In between afternoon appointments and tonight’s concert, I managed a little break to get outside. Although the morning carried on the last two days theme of dull and dreary, the afternoon was starting to perk up.
Over at the “daffodil house”, I found the blooming still a bit patchy, so resisted a long shot as yet. But this new variety, with its thinner, pointier petals and more nodding demeanor, this to me is a narcissus. In mythology, Narcissus was the boy so beautiful he couldn’t look away from his own reflection. Eventually he died, and the flowers sprung up where he’d been.
(Actually, there’s three or four different, great versions of Narcissus’ tale, as a few mouse clicks have shown me. You can check ’em out here.

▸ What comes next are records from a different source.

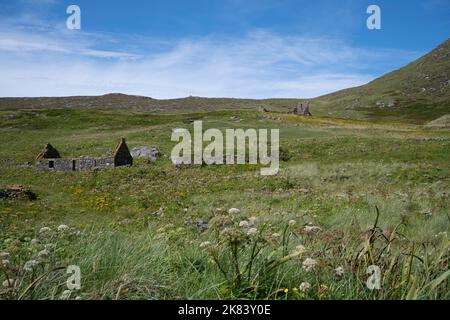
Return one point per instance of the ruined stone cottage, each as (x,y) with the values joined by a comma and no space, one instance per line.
(50,160)
(302,109)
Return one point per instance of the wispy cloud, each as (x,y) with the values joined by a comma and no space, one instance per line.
(261,64)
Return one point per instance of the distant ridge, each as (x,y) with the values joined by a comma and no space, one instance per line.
(416,93)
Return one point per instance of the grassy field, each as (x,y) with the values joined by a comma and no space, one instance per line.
(349,194)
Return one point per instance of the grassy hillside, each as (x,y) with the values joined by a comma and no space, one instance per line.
(419,92)
(132,230)
(139,103)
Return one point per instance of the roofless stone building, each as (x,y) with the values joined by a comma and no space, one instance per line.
(50,160)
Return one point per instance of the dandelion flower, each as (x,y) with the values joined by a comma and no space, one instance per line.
(304,287)
(30,265)
(339,271)
(244,224)
(63,228)
(45,230)
(234,211)
(309,264)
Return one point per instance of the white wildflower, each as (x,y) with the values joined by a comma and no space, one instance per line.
(43,253)
(205,244)
(50,246)
(63,228)
(9,283)
(311,229)
(304,287)
(45,230)
(309,264)
(276,235)
(66,295)
(251,221)
(339,271)
(300,249)
(244,224)
(234,211)
(30,265)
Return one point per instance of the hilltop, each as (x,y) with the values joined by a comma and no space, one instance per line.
(416,93)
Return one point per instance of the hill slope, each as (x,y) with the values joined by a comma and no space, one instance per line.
(419,92)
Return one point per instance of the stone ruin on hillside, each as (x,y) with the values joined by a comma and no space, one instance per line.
(50,160)
(302,109)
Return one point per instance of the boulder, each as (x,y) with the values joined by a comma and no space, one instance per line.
(151,153)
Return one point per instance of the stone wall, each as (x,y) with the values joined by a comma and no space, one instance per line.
(74,164)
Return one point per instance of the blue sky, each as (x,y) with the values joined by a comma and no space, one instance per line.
(213,48)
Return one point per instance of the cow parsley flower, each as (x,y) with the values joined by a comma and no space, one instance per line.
(309,264)
(304,287)
(63,228)
(251,221)
(66,294)
(205,244)
(339,271)
(45,230)
(30,265)
(234,211)
(276,235)
(311,229)
(300,249)
(244,224)
(9,283)
(44,253)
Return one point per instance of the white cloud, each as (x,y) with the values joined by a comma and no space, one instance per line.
(260,65)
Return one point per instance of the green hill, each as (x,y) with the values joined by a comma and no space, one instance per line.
(419,92)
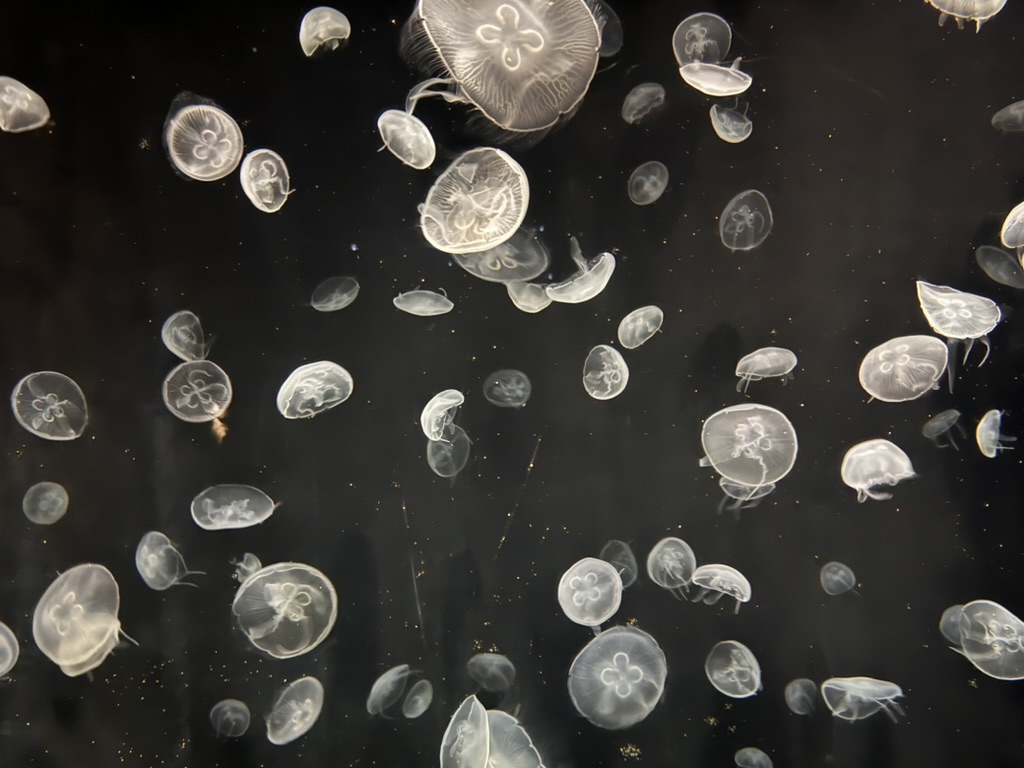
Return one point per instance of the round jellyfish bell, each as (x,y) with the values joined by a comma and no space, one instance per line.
(617,679)
(590,592)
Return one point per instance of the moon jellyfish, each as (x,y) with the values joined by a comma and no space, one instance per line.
(903,368)
(751,444)
(990,440)
(590,592)
(227,506)
(229,718)
(733,670)
(873,463)
(50,406)
(745,221)
(767,363)
(507,388)
(286,609)
(493,672)
(477,203)
(859,697)
(295,710)
(203,141)
(640,326)
(643,100)
(647,182)
(324,29)
(408,138)
(312,389)
(160,563)
(604,373)
(617,679)
(20,108)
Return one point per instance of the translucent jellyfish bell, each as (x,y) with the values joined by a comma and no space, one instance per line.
(617,679)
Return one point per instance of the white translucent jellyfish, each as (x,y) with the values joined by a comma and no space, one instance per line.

I think the one with Echo is my favorite.)
I can totally picture these guys planted along the bank of a stream, where they could gaze down into their rippled reflection in the passing waters.
When I got back to the parking lot at work, I found the robins were having their run of the grassy hill below the powerlines.
They are so much fun to watch, the way they duck and dash, then stand tall, listening for worms. They can hear the worms. Amazing.
And you know, for such ubiquitous birds as these, the American robin is quite striking, appearance-wise. Of course, I say that about all the birds.
As I headed inside, I heard a rustling in the bed of Jeff’s truck, and this white periscope head popped up as I drew closer, and then this Great Black-Backed Gull was flying up. I’m always impressed with how big these guys are…and I never fail to hear the voice of Ivan (was that his name? I have to find time to read that again!), from Watership Down in my head: I come from Peeg Vater…
Anyway, this guy hopped up onto Jen’s truck so we could better regard one another and I managed to get off a few shots with my camera. Obviously his white front caused a little over-exposure from the angle of the sun, but it was still a cool moment.
We studied one another a bit, as I moved a little closer to him. Maybe he was surprised that I wasn’t shooing him away. But first, I figure live and let live. Second, do you see how big he is? Until I grow a beak like that, he can do pretty much whatever he wants to.